Here is an example. This is one of my current featured images as it appears on my home page:
Now if I remove the “&crop=1” from that it displays at the higher quality level that the original image was saved as.
This effect does not seem to occur when I simply select one of the full-size images from my post and let it be cropped automatically.

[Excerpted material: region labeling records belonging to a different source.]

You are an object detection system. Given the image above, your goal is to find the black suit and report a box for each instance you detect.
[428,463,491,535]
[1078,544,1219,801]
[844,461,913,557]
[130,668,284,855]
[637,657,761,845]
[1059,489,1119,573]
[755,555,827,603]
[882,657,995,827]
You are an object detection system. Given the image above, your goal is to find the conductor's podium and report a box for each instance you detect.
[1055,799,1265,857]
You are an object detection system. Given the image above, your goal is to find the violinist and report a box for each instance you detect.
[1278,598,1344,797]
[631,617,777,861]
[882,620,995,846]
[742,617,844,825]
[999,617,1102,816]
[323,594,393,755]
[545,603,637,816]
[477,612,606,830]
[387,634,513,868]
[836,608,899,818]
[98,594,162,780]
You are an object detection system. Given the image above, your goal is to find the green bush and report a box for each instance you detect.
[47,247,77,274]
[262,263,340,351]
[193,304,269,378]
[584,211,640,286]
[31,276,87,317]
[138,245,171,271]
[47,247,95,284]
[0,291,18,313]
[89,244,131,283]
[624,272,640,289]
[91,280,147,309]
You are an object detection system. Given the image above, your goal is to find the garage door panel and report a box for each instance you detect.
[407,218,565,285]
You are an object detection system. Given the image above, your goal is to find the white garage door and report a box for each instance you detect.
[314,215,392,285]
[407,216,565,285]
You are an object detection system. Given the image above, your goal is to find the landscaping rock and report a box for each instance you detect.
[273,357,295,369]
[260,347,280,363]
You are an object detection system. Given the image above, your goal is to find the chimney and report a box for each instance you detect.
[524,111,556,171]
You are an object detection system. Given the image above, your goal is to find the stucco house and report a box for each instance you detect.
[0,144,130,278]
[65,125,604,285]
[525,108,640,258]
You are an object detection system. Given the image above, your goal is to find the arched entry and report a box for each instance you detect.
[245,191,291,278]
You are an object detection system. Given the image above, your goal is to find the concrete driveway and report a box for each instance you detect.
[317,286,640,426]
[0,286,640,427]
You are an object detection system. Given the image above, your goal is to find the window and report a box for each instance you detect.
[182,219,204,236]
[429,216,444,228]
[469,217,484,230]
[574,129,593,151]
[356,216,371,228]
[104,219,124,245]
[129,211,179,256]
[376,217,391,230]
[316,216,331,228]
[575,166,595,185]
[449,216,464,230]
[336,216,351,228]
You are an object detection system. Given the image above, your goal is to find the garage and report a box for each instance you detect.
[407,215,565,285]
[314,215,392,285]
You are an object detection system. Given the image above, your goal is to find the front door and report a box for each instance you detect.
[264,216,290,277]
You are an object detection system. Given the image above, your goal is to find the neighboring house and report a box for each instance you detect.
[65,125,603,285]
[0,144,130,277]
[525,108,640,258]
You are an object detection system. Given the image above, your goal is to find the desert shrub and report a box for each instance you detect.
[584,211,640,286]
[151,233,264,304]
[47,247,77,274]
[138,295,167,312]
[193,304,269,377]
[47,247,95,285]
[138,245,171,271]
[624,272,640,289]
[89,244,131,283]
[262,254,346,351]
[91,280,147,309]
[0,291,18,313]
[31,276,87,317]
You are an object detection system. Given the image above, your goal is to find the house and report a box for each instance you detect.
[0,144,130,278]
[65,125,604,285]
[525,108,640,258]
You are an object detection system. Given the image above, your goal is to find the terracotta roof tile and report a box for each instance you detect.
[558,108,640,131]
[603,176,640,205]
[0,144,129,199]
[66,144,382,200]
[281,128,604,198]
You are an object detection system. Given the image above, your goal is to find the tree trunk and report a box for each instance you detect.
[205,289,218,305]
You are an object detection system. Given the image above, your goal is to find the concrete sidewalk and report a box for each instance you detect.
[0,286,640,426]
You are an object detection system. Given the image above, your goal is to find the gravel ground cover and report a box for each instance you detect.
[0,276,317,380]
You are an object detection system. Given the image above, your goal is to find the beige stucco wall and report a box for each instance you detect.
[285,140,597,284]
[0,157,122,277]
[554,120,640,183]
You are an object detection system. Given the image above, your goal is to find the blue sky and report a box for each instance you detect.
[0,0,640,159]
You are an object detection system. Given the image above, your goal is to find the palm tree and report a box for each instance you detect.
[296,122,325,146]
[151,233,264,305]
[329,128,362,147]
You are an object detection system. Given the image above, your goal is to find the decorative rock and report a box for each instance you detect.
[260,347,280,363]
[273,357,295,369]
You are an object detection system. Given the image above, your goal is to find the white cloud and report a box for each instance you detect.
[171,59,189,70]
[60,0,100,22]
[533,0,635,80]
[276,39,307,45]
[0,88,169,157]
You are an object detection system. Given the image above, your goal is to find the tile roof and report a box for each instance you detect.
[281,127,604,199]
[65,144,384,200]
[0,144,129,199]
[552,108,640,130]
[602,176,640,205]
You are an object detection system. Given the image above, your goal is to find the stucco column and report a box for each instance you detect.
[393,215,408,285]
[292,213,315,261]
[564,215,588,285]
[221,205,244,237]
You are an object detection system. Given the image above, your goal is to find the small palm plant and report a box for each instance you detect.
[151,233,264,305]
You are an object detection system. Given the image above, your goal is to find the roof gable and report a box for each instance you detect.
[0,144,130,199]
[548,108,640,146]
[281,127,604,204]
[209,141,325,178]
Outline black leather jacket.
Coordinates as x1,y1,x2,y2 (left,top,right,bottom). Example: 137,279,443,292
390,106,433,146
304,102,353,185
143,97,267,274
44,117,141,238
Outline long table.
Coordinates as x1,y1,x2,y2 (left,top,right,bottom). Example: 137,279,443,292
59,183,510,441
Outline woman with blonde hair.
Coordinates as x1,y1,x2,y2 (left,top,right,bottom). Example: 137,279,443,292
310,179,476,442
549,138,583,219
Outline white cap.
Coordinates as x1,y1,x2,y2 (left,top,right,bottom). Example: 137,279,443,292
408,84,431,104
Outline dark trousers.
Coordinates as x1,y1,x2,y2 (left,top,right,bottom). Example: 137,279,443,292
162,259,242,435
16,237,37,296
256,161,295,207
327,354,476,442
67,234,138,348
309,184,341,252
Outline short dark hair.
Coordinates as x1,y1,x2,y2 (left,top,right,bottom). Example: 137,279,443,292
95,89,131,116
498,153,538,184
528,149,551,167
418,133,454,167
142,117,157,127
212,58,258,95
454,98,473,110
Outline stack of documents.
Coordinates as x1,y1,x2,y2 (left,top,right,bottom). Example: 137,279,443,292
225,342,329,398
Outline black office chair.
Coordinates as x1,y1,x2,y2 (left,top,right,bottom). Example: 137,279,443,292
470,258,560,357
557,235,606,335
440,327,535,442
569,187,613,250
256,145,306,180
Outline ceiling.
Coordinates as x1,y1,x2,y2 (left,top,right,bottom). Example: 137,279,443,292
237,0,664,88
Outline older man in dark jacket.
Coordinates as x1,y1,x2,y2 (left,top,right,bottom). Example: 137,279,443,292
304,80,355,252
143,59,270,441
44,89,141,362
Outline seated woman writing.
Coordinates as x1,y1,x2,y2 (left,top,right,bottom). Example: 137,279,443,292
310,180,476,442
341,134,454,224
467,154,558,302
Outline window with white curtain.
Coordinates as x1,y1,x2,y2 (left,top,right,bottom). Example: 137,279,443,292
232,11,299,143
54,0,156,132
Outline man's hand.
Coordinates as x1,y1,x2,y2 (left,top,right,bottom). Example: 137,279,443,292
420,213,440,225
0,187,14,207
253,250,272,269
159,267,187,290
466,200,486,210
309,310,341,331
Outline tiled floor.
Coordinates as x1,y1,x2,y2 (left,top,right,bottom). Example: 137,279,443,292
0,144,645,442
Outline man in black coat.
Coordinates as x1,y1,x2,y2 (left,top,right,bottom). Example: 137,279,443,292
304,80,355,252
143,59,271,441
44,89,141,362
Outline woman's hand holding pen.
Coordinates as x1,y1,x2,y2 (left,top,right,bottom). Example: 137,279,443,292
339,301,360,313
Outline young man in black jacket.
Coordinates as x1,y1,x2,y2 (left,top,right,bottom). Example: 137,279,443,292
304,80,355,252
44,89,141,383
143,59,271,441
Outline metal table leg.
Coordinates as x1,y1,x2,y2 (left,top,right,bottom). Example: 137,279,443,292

Any thoughts on how I could avoid this?The blog I need help with is design-vox.comFebruary 12, 2013 at 4:00 am #130095
What is happening is that WordPress.com is doing some resizing and file compression for you. When you try to do it yourself before uploading (i.e. the 500 x 250 pixel images), the compression happens twice: you’re doing it once before you upload the image and then WordPress.com is doing it again for you. WordPress.com does try to strike the best balance between image quality and speed (affected by file size and compression), and quality can appear to vary depending on display settings and even the image itself. I couldn’t even see the differences between the two files you mentioned until I zoomed way in on the images, and most people won’t even be able to tell the difference at all. If you don’t like the way the smaller images you’ve resized before uploading look, simply uploading a larger featured image and letting WordPress.com do the cropping for you like you mentioned seems like the best solution to me.February 13, 2013 at 3:56 pm #130168
Hi Philip, thank you for explaining it to me.
It would be very helpful if I knew how WordPress decides to crop these images. Maybe I’m not paying enough attention but it almost seems like sometimes it creates a crop centered on the image while other times it takes the top-most portion. And if an image is wider than 500 pixels does it shrink down the image size or does it crop to 500?
It would be very very cool if there was some way integrated into the Featured Image set up for the blogger to control the crop. Maybe I’m a control freak, haha, but I don’t like hitting Publish without a clear idea of what the images on my home page are going to look like. Most of the time it works out just fine of course to let WordPress crop it automatically, but I have had a few instances where the crop was awkward or centered on the negative space in a photo rather than the interesting bits.
Thanks again for your help!February 18, 2013 at 4:40 am #130320
I agree with you 100% about being able to control where the image crops, and it’s something that’s being worked on in WordPress the software: http://core.trac.wordpress.org/ticket/19393. I do not know when this will be patched in WordPress itself, but it’s something that definitely has some eyes on it. Right now, WordPress crops images horizontally and vertically, and doing anything differently isn’t at present possible. Whether or not your featured images are cropped at exactly 500 pixels (hard cropping) or scaled down to 500 pixels (soft cropping) is entirely up to the theme that’s being used. There is no consistent behavior and it’s best to take a look at a theme’s demo site to get an idea about how featured images are being used.
For your blog, which is running Minimum, these are the sizes of featured thumbnails that are used:
/** Add new image sizes */
add_image_size( 'featured', 500, 250, TRUE );
add_image_size( 'portfolio', 160, 100, TRUE );
TRUE means hard crop, so your images won’t be scaled down. They’ll be cropped to those exact dimensions.
Hope that helps and let me know if you have any other questions.February 18, 2013 at 1:58 pm #130341
That helps a lot, thank you very much. It’s great to hear that control over the image crop is in the works. Thanks again for helping me out! :)February 18, 2013 at 8:25 pm #130370
Anytime, Christina. I’ll close this thread out but please do feel free to open another one if you have any other questions about anything. Cheers.